Außerdem beantrage ich die Verlängerung der Revisionsbegründungsfrist, da ich mir erst einen Anwalt suchen muss."
Das Protokoll ist vom Angeklagten eigenhändig unterzeichnet worden.
Mit einem handschriftlichen Schreiben vom 07. Januar 2016, eingegangen bei dem Landgericht Braunschweig am 11. Januar 2016, welches der Angeklagte eigenhändig unterschrieben hat, beantragt er die Aufhebung aller Urteile in der Strafsache S. und Abweisung der Klage der Frau S. Weiterhin wird ausgeführt:
"Die Schimpfwörter die Frau S. mir zugeschoben hat bestreite ich entschieden.
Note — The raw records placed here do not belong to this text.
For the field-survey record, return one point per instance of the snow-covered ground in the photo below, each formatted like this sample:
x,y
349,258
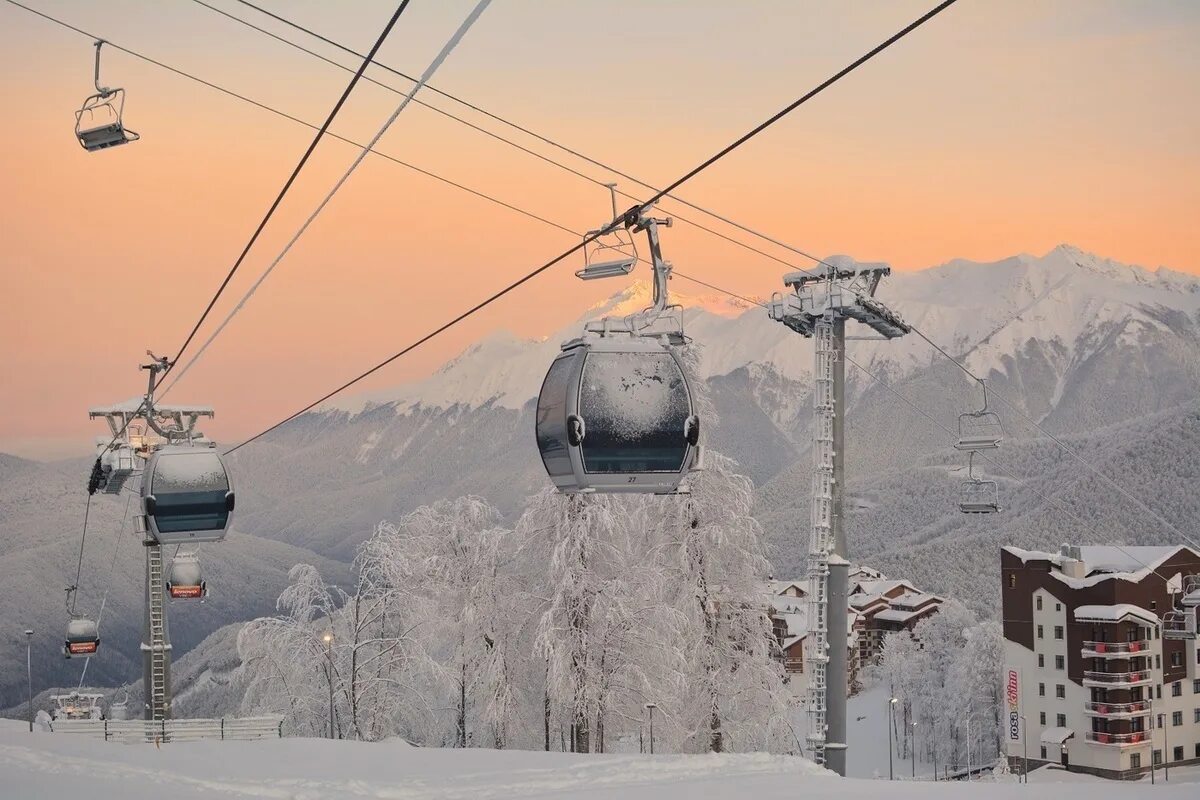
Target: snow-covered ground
x,y
57,765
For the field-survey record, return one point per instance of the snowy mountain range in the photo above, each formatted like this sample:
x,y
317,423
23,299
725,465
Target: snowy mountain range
x,y
1104,354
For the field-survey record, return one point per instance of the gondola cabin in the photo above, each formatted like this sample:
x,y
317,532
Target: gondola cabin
x,y
186,581
616,414
186,495
83,637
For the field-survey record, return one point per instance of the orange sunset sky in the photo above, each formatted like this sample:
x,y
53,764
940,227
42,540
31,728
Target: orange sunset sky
x,y
1000,127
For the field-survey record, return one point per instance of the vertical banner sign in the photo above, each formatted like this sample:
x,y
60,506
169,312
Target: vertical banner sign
x,y
1013,695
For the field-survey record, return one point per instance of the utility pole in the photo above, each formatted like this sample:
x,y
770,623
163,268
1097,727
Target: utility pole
x,y
29,673
328,638
817,307
892,705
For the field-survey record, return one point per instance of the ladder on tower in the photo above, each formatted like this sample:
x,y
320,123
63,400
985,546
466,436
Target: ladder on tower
x,y
821,543
156,692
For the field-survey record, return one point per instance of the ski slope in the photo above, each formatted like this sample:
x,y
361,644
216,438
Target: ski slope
x,y
55,765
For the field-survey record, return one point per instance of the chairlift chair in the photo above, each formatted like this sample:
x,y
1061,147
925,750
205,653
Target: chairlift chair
x,y
99,122
611,253
186,495
1191,596
83,637
1180,624
978,495
185,581
979,429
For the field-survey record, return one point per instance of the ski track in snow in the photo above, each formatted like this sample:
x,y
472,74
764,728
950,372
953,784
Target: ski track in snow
x,y
52,765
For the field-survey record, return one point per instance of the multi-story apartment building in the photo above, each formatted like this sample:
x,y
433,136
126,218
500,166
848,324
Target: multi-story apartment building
x,y
1095,679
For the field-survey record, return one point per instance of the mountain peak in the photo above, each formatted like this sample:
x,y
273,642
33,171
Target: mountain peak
x,y
640,294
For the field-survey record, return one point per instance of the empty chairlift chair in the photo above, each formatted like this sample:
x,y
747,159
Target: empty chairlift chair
x,y
615,414
1191,596
186,581
83,637
979,429
978,495
186,495
99,122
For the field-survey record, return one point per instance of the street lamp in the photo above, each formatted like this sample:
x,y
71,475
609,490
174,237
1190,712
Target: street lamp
x,y
915,749
328,638
889,720
29,673
1025,744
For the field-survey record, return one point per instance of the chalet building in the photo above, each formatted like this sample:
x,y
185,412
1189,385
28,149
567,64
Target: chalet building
x,y
886,607
1102,657
876,606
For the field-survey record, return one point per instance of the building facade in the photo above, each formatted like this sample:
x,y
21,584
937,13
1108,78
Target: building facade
x,y
1093,681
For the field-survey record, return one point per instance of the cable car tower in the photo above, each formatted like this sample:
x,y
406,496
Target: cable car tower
x,y
817,307
186,498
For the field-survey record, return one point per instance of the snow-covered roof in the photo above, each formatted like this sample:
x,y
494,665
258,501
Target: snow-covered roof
x,y
1114,613
1111,563
1056,735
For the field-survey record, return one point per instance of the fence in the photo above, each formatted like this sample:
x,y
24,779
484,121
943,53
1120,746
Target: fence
x,y
136,731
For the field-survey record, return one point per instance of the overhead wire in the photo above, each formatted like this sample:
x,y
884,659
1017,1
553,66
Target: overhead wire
x,y
292,178
443,54
947,429
621,218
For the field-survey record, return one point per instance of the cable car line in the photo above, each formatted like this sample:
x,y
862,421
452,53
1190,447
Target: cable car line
x,y
528,132
1025,482
635,211
292,178
443,54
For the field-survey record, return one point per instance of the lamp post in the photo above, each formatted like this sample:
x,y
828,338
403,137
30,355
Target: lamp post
x,y
915,749
29,673
1025,745
888,721
328,638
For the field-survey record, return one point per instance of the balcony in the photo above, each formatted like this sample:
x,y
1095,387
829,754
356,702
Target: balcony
x,y
1140,708
1115,649
1115,679
1117,739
Somit steht hier Aussage gegen Aussage, das heißt: 'Im Zweifelsfall für den Beklagten und nicht gegen ihn.'"
Mit Beschluss vom 19. Januar 2016, der dem Angeklagten am 21.01.2016 zugestellt worden ist, hat das Landgericht Braunschweig die Revision des Angeklagten als unzulässig verworfen.
Dagegen wendet sich der Angeklagte mit seinem als Einspruch bezeichneten Schreiben vom 22. Januar 2016, das am 27. Januar 2016 beim Landgericht Braunschweig eingegangen ist. Zugleich beantragt er die Beiordnung eines Verteidigers für das Revisionsverfahren.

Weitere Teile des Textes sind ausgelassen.